In another paper Annika Trommer analysed the relation between Emile Zola and photography. Zola, like Carroll, notoriously combined his activity as a writer with that of photographer, though he began taking photographs only after he stopped writing. Instead of arriving at the obvious conclusion that for Zola writing and photographing were two completely disconnected and discreet practices, Trommer argues for reading photographic techniques, such as for example the panoramic view and chronophotography, as influencing and shaping Zola's theoretical writings on the Naturalist Movement, as well as some of his fictional writings.

The panel that followed this, entitled "The European Avant-Garde" included three papers that were closely connected not only from a diachronical point of view, but also for their preoccupation with the importance of photography within pivotal cultural movements in the 1920's and the 1930's such as realism, Dadaism, Surrealism, as well as its place within the rise of documentary and its relationship with psychoanalysis. The panel opened with Matthias Uecker talking about the interplay of written texts and photography in the German Neue Sachlichkeit movement. This paper compared the work of Ernst Juenger, a prominent writer in the right wing circles of the time, with the collaborative enterprise between the left-wing writer Kurt Tucholsky and the photographer John Heartfield. Through a close comparative analysis of these writers and photographers Uecker showed that photo-texts made in this period that were intended to be objective and authentic documents about contemporary society were in effect complex and carefully constructed pieces of political propaganda in which factual information concealed subtle, and politically charged symbolic meanings.
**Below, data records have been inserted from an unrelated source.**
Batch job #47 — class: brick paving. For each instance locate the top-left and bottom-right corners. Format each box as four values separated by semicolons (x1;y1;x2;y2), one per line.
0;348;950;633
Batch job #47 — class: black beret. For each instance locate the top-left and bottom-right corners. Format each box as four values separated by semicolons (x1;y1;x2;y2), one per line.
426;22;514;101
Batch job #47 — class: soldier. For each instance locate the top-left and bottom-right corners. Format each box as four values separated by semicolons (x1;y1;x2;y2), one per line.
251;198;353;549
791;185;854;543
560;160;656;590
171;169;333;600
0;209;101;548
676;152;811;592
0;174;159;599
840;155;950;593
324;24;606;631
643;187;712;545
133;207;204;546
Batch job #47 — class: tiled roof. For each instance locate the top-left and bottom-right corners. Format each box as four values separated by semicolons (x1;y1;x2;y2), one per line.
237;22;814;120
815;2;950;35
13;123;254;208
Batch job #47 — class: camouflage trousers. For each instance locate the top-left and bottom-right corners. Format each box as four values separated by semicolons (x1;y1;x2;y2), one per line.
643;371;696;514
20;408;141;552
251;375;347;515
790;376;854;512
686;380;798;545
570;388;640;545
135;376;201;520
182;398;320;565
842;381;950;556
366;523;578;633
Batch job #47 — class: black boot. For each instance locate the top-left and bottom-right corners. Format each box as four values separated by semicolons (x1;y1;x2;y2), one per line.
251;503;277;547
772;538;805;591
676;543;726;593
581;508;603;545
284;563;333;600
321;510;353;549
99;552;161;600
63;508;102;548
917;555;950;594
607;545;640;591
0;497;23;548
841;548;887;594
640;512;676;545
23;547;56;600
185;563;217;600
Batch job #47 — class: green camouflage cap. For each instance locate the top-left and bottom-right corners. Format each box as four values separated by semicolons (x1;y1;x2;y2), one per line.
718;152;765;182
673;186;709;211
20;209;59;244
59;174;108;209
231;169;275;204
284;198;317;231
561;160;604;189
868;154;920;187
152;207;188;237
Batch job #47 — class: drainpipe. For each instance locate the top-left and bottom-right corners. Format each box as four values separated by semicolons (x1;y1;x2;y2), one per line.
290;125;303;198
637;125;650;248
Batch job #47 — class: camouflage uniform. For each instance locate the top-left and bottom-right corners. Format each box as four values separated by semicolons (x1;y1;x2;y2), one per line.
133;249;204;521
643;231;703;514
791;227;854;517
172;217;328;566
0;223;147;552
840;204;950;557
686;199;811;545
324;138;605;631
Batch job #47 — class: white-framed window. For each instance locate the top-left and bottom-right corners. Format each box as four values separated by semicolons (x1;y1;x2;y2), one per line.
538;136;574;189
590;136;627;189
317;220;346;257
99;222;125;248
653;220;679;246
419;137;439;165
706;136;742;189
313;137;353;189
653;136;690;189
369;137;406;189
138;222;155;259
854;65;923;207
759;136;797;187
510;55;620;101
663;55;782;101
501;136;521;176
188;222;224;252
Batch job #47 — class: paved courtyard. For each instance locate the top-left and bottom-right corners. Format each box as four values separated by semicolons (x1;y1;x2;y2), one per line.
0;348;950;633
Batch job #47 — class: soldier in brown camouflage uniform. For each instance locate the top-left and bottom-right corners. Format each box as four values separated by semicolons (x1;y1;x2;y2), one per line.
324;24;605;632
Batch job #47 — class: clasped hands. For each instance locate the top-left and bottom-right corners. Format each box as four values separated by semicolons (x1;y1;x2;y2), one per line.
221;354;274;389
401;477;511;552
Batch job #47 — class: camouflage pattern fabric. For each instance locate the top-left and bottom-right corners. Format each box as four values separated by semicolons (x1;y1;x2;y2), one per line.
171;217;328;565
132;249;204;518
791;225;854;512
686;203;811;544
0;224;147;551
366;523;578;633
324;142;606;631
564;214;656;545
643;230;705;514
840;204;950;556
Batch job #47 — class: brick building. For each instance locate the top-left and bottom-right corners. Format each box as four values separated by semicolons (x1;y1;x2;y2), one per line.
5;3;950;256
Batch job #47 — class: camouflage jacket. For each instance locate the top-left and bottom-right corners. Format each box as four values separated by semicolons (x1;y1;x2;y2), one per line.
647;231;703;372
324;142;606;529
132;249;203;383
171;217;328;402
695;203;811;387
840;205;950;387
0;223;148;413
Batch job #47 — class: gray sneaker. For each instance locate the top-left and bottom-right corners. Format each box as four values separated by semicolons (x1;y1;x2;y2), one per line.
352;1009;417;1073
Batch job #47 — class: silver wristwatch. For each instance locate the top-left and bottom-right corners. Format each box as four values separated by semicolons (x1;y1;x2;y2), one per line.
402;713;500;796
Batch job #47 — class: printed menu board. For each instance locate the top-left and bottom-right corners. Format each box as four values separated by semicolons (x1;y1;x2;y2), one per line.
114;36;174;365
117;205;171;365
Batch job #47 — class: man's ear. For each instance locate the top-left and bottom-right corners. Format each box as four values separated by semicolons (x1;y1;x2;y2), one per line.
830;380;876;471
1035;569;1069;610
Tom Kuhn's paper concentrated on the relation between Bertolt Brecht and photography. Taking as his departure point Brecht's much quoted comment of how a single snapshot picture of the Krupp Factory reveals little or nothing about that social and economic organization within it, a quotation that has widely been seen as suggesting that Brecht regarded photography as a superficial, sterile and deceiving form of mimetic realism, Kuhn demonstrates that Brecht's view of photography was a more complex one. As he argues, Brecht was critical of photography in general and of the claims to objectivity of the Die Neue Photographie movement in particular, but his close relationship with film makers and photographers in Stuttgart and Benjamin and his interest in the principles of photomontage indicate a deeper appreciation of the potentiality of photography. As Kuhn argues, Brecht actively and positively engaged with photography and this engagement also played a fundamental role in the formation of his aesthetics.

The panel concluded with Elza Adamowicz's paper on Max Ernst's photomontages. The photomontage was here interestingly viewed as a peculiar kind of photo-text, one which, combines photographic elements with engravings, advertising slogans, graffiti and handwritten or printed texts - captions, titles, short poems or absurd texts - that are inscribed on or around the image. Adamowicz demonstrated the way this particular kind of photo-text subverted the mimetic function of photography by cracking its seamless flat surface. More particularly, she offered a subtle and insightful reading of some of Ernst's photomontages, which, in their diachronic sequence, can be seen as mapping out a shift from a Dadaist to a Surrealist aesthetic.

This conference focused attention on a wide range of writers, their works and their relationship to photography complementing, problematizing or further illustrating the work of scholars dealing with photography and literature from a variety of standpoints. For this reason this event was of great interest for all those who engaged in discourses on photography, cultural studies, visual culture, literature and literary criticism.